DorukAyaklarımı yere vurup mızmızlanır gibi ofladım ve yanımda sanki hayat enerjisi ruh emiciler tarafından sömürülmüş gibi duran en yakın arkadaşıma baktım.
Mira, onu zorla getirdiğim futbol maçında ruhsuz bir şekilde oturduğumuz tribünlerden başını kaldırıp bana baktı. Normalde olsa insanlarla dalga geçer, keko erkekler hakkında benimle dedikodu yapardı ama cidden morali bozuk olduğu için öylece oturuyor bir yandan da çaktırmadan birkaç adım ötemizde oturan Ozan'ların tarafına bakıyordu.

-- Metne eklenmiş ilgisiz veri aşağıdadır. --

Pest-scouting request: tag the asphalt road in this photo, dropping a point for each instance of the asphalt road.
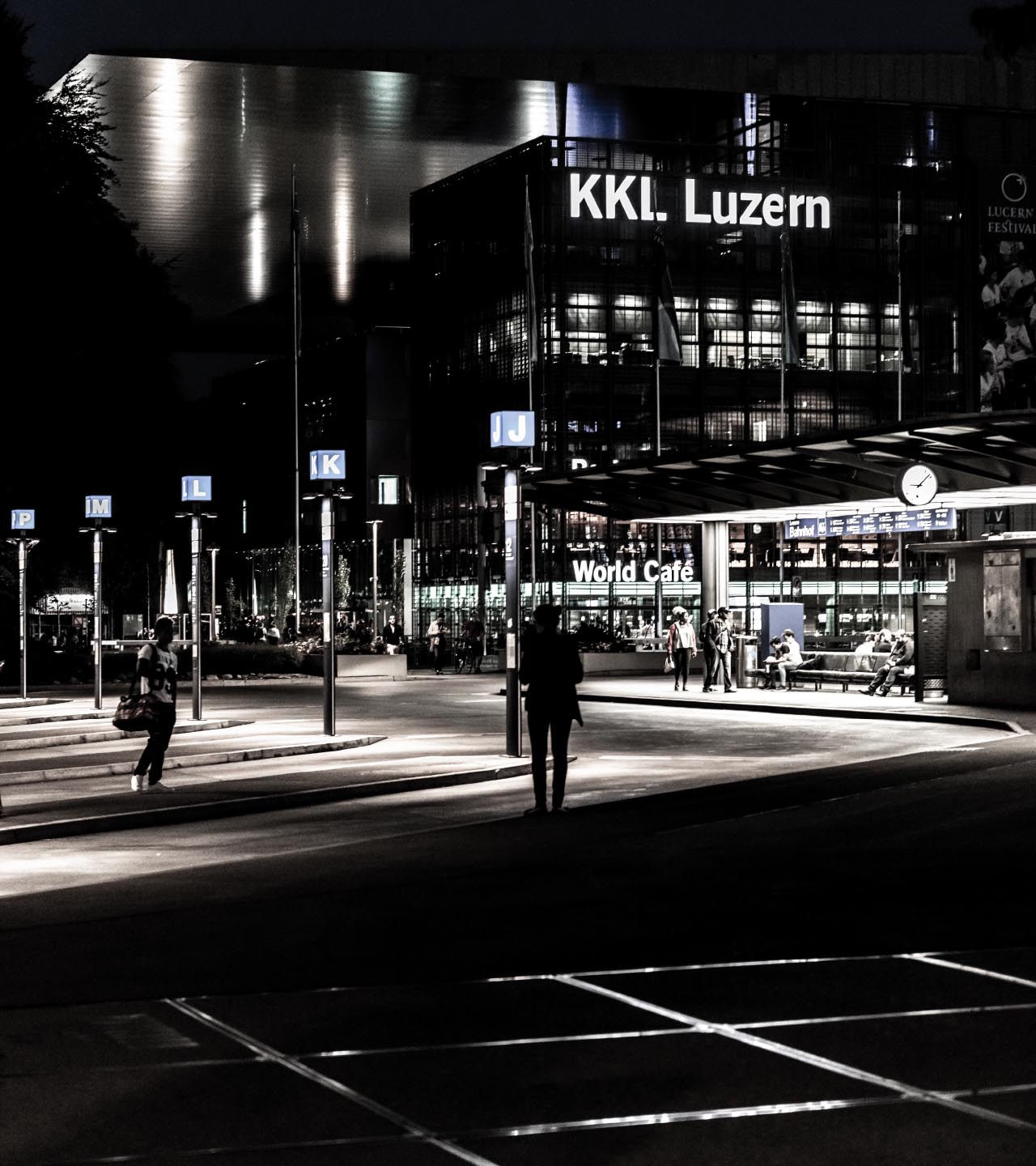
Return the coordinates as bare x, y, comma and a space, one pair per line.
387, 938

Ben ise maç başlayalı on dakika falan olduğu için merakla Utkuyu bekliyordum. Efe bile gelmişti ama Utku'dan hala haber yoktu. Üstelik telefonuna da bakmıyordu. Efe belki uyuyakalmıştır ben kapısını çaldım ama açmadı dediği için merakım iki katına çıkmıştı ayrıca. Bu yüzden saniyede bir telefonumu kontrol ediyor ve Mira'ya ya bir şey olduysa diye sorup duruyordum.

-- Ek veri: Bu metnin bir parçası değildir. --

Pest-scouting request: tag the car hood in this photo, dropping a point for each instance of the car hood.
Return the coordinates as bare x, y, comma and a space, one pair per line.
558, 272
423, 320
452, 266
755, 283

"Doruk otur artık yerine ya! Zaten ben hala neden burada olduğumu bile bilmiyorum, şu aptal Ozan'ın yüzünü görmek dahi istemiyorum!" Diye söylendi sinirle.
Oflayarak ona doğru döndüm. "Tamam ya.." içim içimi kemirse de Mira'nın yanına oturdum direkt olarak.
Etrafımdaki keko toplumu bağıra çağıra maçı izlerken yanımda Utku olmadığı için huysuzca somurtan Mira'nın yanında kaldım bir süre. Cidden beni ektiğini düşünüyordum ama bir yandan içimde bir huzursuzluk vardı. Yine de Efe ve Mira'ya belli etmeden sessizce maçı izledim.
Yaklaşık on dakika sonra yanımda oturan Efe'nin beni dürtmesiyle hafifçe irkilsemde düşüncelerimden uyanıp ona doğru döndüm. Kaşlarını onu ilk defa gördüğüm bir sinirle çatmış, karşı tribünlerde oturan Ali'ye bakıyordu.
Başta anlamasam da Ali'nin birkaç gündür olan huysuz halinin tamamen yok olmuş, onun yerine üzerindeki sinir bozucu sırıtışla yanındaki İlhan abiyle konuşuyordu. Bende aynı şekilde kaşlarımı çattım.
"Niye bu kadar mutlu bu orospu çocuğu?" Dedi sinirle Efe.
"Bilmem ki.. Utku'yla kavga ettiğinden beri hep mutsuzdu, ne değişti?" Diye sordum gergince.
"Bilmiyorum ama hoşuma gitmedi."
İçimdeki gerginlikle hızla ayağa kalktım. Mira ve Efe bana dönerken telefonumu ceketimin cebine koyup oturduğum yerden çıktım.
"Nereye?" Dedi Mira hızla arkamdan.
"İçim hiç rahat değil, ben bi Utku'nun evine gidip geleceğim." Dedim ve cevap beklemeden hızla insanları hafifçe iterek tribünlerin dışına çıktım.
Kısa süre içinde hızlı adımlarla çocukluğumu geçirdiğim mahalleyi geçtim ve ezbere bildiğim evin önüne gelmem sadece beş dakikamı aldı. Aklımda o kadar çok şey vardı ki ve gereksiz yere çok korkuyordum. Çünkü Utku beni bu kadar habersiz daha önce hiç bırakmamıştı, telefonu en fazla yarım saat falan açmadığı olmuştu ama sadece o kadardı. Şu an cidden endişeliydim.
Nefes almayı bile unuttuğum bu sürede hızla evin kapısına geldim ve cidden endişeli bir şekilde çalmaya başladım.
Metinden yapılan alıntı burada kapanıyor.